As for introductions into the story. If you are assumed to already know each other. Then it wouldn't be too hard to say "I was at this one party you attended but you didn't notice me at the time while you were investigating this other thing" which may or may not cause another aspect if the situation didn't tie in AT ALL with any previous aspects on the current characters. But obviously the new character would have aspects showing a bit of his relation to the other heroes already in play.


The best thing to do is write multi-faceted aspects as much as possible, so that they withstand the rigors of a shifting storyscape, including a jittery cast.

In other words, make sure your aspects aren't too focused. Make them implicit if needed. If Bob has Suspicious of Joan as an aspect, redefine it as Suspicious of blondes with a southern accent (implicitly referring to Joan's aspects). That works with Joan and other characters that somehow fit that profile, so that you still have a useful aspect in your game.


The false premise: A crucial part of most FATE play is having aspects that relate to the other PCs at the table.

There is no real need for aspects to relate to other PCs in general, nor to any specific PCs at all.

The real requirements

Aspects need to meet several requirements:

  1. Useable by the Owning Player of that Character
  2. Useable by other characters' player(s) (noting that the GM is the player for NPC's)
  3. Of suitable width: Neither too broad nor too narrow
  4. intelligible: if others can't understand it, it's a problem

Aspects and Other PC's

Aspects that relate to other PCs can easily be of use in play. Aspects that have positive relationships with other PC's can be invoked for bonuses, or compelled to drive protective behavior. Aspects with negative relationships can be invoked in competition with the other PC, or compelled to force them to side against that PC's actions. Either way, they create drama.

I'm going to use the characters in Police Academy for examples.

Such relationship aspects can often be genericized. Instead of "Trusts Sgt. Callahan," make it "Trusts the lead officer on the case." Instead of "Distrusts Mister Zed," "Distrusts people who use only their last name," or "Distrusts people with speech issues."

And, instead of "Makes fun of Lieutenant Harris," give Mahoney "Makes fun of pompous people in charge." (This also makes his reaction to Lt. Mauser in PA 2 not require rewriting.)


I think you're somewhat misunderstanding the guest star aspects.
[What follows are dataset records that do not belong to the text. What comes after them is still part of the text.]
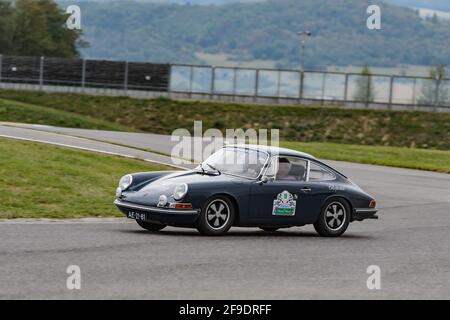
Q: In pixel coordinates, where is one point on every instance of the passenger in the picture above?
(284, 168)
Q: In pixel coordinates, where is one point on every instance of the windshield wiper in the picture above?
(215, 169)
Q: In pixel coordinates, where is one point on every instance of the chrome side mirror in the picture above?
(265, 179)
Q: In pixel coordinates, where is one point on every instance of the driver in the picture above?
(284, 168)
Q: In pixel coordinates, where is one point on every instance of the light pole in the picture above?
(303, 37)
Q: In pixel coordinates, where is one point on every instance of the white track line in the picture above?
(92, 150)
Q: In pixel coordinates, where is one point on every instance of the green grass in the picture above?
(426, 130)
(431, 160)
(42, 181)
(13, 111)
(391, 138)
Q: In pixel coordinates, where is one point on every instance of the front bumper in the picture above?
(363, 214)
(165, 216)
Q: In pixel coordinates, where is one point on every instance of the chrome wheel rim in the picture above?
(217, 214)
(335, 216)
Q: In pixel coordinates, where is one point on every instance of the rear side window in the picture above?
(319, 173)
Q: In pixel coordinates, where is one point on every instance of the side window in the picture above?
(319, 173)
(291, 169)
(273, 168)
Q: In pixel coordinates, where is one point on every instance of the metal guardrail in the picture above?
(226, 81)
(84, 73)
(311, 85)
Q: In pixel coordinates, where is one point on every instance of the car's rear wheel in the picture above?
(269, 229)
(334, 218)
(217, 216)
(150, 226)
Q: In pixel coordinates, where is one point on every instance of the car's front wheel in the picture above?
(150, 226)
(334, 218)
(269, 229)
(217, 216)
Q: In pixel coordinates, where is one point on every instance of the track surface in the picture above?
(410, 243)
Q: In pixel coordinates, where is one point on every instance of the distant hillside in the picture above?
(443, 5)
(267, 31)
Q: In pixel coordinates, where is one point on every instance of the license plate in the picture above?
(136, 216)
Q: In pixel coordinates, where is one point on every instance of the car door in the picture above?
(287, 201)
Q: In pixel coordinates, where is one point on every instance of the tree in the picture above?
(6, 26)
(365, 90)
(433, 91)
(36, 27)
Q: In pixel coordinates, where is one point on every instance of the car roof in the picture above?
(273, 150)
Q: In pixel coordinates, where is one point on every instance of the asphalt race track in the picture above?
(410, 243)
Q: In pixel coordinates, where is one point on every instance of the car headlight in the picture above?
(180, 191)
(126, 182)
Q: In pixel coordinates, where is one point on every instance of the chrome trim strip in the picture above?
(153, 209)
(366, 210)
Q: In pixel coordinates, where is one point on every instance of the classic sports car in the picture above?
(246, 186)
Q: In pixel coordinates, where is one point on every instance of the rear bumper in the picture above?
(363, 214)
(159, 215)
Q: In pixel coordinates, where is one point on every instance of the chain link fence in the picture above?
(84, 73)
(311, 85)
(225, 81)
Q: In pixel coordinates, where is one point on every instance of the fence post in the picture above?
(391, 91)
(169, 82)
(324, 75)
(213, 80)
(191, 79)
(302, 84)
(368, 91)
(83, 75)
(1, 64)
(279, 85)
(346, 87)
(234, 83)
(256, 85)
(125, 81)
(436, 94)
(41, 73)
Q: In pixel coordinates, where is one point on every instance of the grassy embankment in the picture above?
(404, 139)
(42, 181)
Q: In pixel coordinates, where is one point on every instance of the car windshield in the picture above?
(243, 162)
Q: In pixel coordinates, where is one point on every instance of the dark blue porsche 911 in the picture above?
(247, 186)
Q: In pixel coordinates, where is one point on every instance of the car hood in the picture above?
(149, 194)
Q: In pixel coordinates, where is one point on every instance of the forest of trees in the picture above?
(36, 27)
(266, 30)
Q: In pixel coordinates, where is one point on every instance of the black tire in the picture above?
(334, 218)
(150, 226)
(269, 229)
(217, 216)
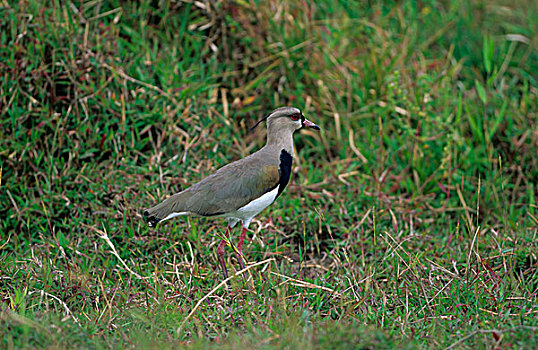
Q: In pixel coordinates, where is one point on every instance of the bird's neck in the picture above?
(279, 140)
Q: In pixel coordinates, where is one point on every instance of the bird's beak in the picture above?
(309, 124)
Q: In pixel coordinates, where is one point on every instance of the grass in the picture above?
(410, 221)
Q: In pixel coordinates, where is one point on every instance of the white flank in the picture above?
(250, 210)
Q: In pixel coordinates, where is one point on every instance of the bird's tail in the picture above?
(167, 209)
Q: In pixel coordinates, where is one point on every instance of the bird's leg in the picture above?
(239, 253)
(220, 253)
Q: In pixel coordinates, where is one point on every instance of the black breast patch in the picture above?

If you read through the examples on Harry's character sheet, the aspect that he gets from his story with Murphy isn't directly tied to her. Instead, the story is crafted to include Murphy and to highlight a different aspect of Harry's character.

Your gues star aspects don't have to be tied to the guest star, they just get a hand in helping to shape the character.

Note: I wrote this in the perspective of playing The Dresden Files, where in character building you have two guest stars that help with your aspects.